Sebagai perempuan asli Suku Dayak Bakumpai, ia dengan tegas menentang intervensi para bandar judi yang memanfaatkan adat tersebut untuk keuntungan pribadi.
Hebatnya, Reny juga menolak segala bentuk gratifikasi yang ditawarkan untuk membiarkan praktik ilegal tersebut berlangsung.

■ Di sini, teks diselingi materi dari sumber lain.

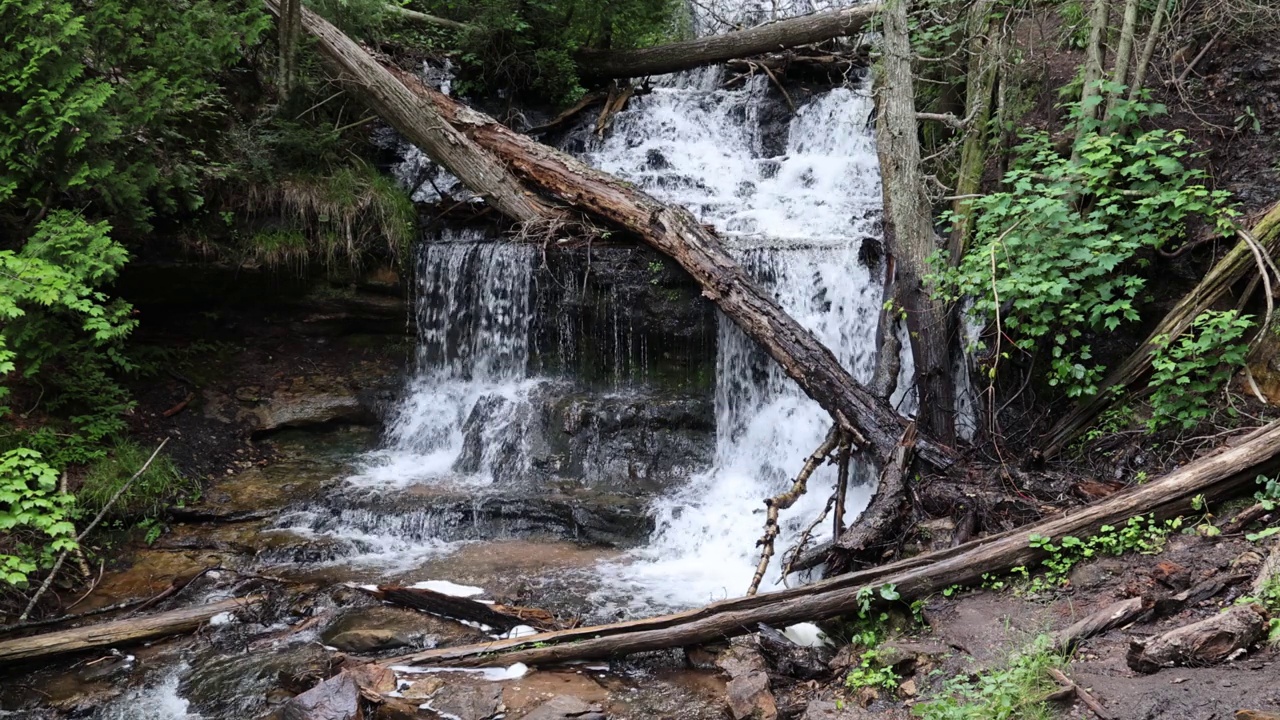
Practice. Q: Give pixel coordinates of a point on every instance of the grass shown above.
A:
(1014, 692)
(158, 488)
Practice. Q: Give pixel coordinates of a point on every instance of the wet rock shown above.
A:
(373, 629)
(566, 707)
(748, 691)
(471, 701)
(336, 698)
(297, 409)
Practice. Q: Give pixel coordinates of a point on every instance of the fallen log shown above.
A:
(1215, 285)
(364, 76)
(119, 632)
(448, 606)
(689, 54)
(1208, 642)
(672, 231)
(1111, 616)
(1214, 477)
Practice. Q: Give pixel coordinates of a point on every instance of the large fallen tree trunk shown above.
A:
(481, 173)
(118, 632)
(1212, 477)
(1215, 285)
(672, 231)
(758, 40)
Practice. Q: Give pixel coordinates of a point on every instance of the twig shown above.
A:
(62, 556)
(1088, 700)
(786, 500)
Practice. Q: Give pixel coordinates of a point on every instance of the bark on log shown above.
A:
(1208, 642)
(118, 632)
(676, 233)
(758, 40)
(1215, 477)
(447, 606)
(1211, 288)
(417, 121)
(1111, 616)
(672, 231)
(909, 228)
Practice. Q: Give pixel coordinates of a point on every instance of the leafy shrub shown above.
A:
(1059, 255)
(33, 515)
(155, 490)
(1191, 369)
(1013, 692)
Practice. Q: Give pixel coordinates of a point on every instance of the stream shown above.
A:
(680, 427)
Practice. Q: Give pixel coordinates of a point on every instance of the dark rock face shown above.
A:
(616, 315)
(636, 442)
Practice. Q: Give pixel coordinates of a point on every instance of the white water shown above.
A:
(472, 327)
(796, 222)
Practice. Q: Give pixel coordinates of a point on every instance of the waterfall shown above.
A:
(474, 313)
(795, 200)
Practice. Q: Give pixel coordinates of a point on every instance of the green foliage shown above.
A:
(1191, 369)
(1064, 247)
(526, 46)
(33, 515)
(1013, 692)
(155, 490)
(871, 673)
(1143, 534)
(101, 100)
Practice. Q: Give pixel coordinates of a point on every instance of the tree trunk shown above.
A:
(289, 24)
(986, 54)
(672, 231)
(1124, 51)
(118, 632)
(1089, 98)
(417, 121)
(1215, 477)
(912, 240)
(1216, 283)
(689, 54)
(676, 233)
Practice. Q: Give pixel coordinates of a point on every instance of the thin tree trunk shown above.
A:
(118, 632)
(672, 231)
(1215, 477)
(689, 54)
(289, 23)
(984, 60)
(912, 237)
(1219, 279)
(1089, 98)
(417, 121)
(1148, 49)
(1124, 51)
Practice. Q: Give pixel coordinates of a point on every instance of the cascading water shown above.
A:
(472, 311)
(796, 217)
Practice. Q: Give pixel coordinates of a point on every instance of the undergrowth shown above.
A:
(1016, 691)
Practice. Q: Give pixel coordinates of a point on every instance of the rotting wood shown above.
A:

Dalam keterangannya, Reny merasa prihatin melihat permainan judi, seperti dadu gurak dan sabung ayam, menyusup ke dalam adat istiadatnya. Menurutnya, permainan tersebut bertentangan dengan nilai-nilai asli ritual Wara yang seharusnya dilaksanakan tanpa unsur perjudian.
Baca Juga : Kemenkominfo Tegur Keras 5 E-Wallet Fasilitasi Penjudi Online
“Saya tidak membubarkan acara adat Wara yang sah. Saya menghargai adat saya. Yang saya hentikan adalah praktik judi yang terjadi di sekitar acara adat tersebut,” jelas Reny yang saat ini tengah menempuh studi S2 di PTIK Jakarta dikutip dari laman resmi Divisi Humas Polri.
Ritual penghantar roh ke surga
Reny menjelaskan bahwa adat Wara adalah ritual penghantaran roh ke alam surga, yang berlangsung di sekitar Gunung Lumut, dekat kampung halamannya di Lampeong.
Meskipun dalam adat Wara ada kegiatan adu ayam, ia menekankan bahwa kegiatan tersebut seharusnya tidak melibatkan taruhan uang. Namun, bandar judi dari luar daerah, seperti Banjarmasin, memanfaatkan kesempatan ini untuk menyisipkan permainan sabung ayam dengan taruhan uang.